Four cases were carriers of a parentally transmitted
Robertsonian translocation and had the non mosaic
44,X,t(13;14)(q10;q10) karyotype [4-7]. Of these,
three had inherited the translocation from their mothers
and one from the father [4,7]. No other family members
carried the translocation and sex chromosomal
abnormality in these reports. There are three Turner
syndrome patients with a familial balanced reciprocal
translocation and monosomy of the X chromosome in
the literature [8-10]. In these reports ,the reciprocal
translocations were t(2;22)(q?;q?),t(1;22)(q32;q21)
and t(8:19) (p21:p13), and no other family member
was affected by sex chromosome abnormalities in two
reports [9,10]. However, a boy with true hermaphroditism
and 46,XX/46,XY mosaicism formed part of
the family reported by Anneren et al. [8].
Our Turner syndrome patient had reciprocal translocation
and structural abnormality of the X chromosome
(isochromosome Xq). The clinical picture of our
patient was mild and this finding is concordant with
the previous reports indicating that most of the Turner
syndrome patients with structural X chromosome abnormalities
had mild phenotypes [12,13]. The numerical
chromosome X abnormalities in low-level mosaic
state observed in the mother was not associated with
phenotypic abnormalities. However, the spontaneous
abortion of the third pregnancy of the mother might be
associated with the balanced translocation.
As proposed by James et al. [14], the absence of
a 46,XX cell line in our patient could suggest that a
post-zygotic mechanism is not likely, unless the errors
occurred during the first post-zygotic mitotic cell division.
Alternatively, the patient may have been conceived
with the karyotype 46,X,i(Xq) in a non mosaic state and
a subsequent loss of the isochromosome from a proportion
of cells resulted in the 45,X/46,X,i(Xq) karyotype
[14]. There are several proposed mechanisms resulting
in formation of isochromosome Xq. Generally,
isochromosome Xq chromosomes are structurally dicentric
chromosomes containing proximal Xp material
suggesting that the most likely mechanism of formation
is chromatid breakage and reunion in proximal Xp [15].
The more intense centromeric α satellite DNA signal
on the isochromosome Xq observed in our case suggests
that chromatid breakage and reunion in proximal
Xp could be acceptable as a mechanism of formation in
our case.
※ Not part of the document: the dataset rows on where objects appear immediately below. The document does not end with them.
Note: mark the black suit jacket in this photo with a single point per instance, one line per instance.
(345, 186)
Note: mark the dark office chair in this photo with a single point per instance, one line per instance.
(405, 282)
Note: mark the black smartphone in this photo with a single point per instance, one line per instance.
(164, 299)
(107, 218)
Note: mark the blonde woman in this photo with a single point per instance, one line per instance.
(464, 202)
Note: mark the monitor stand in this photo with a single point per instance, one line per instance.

Previous molecular genetic studies in patients
with structural balanced translocations and monosomy
X have excluded a meiotic non disjunction interchromosomal
effect [4]. Unfortunately, we could not apply
molecular genetic studies to show a possible effect of
the maternal balanced translocation on the formation of
isochromosome Xq because the family members were
unavailable for further molecular genetic studies.
As a result, in some Turner syndrome patients
with structural chromosome X abnormalities accompanied
by the familial transmitted balanced translocation,
the carrier parents might have chromosome X
abnormalities in a mosaic state. Therefore, the parental
chromosomes should be evaluated to rule out possible
low level numerical/structural chromosome X abnormalities
which may be important for the management
of further pregnancies.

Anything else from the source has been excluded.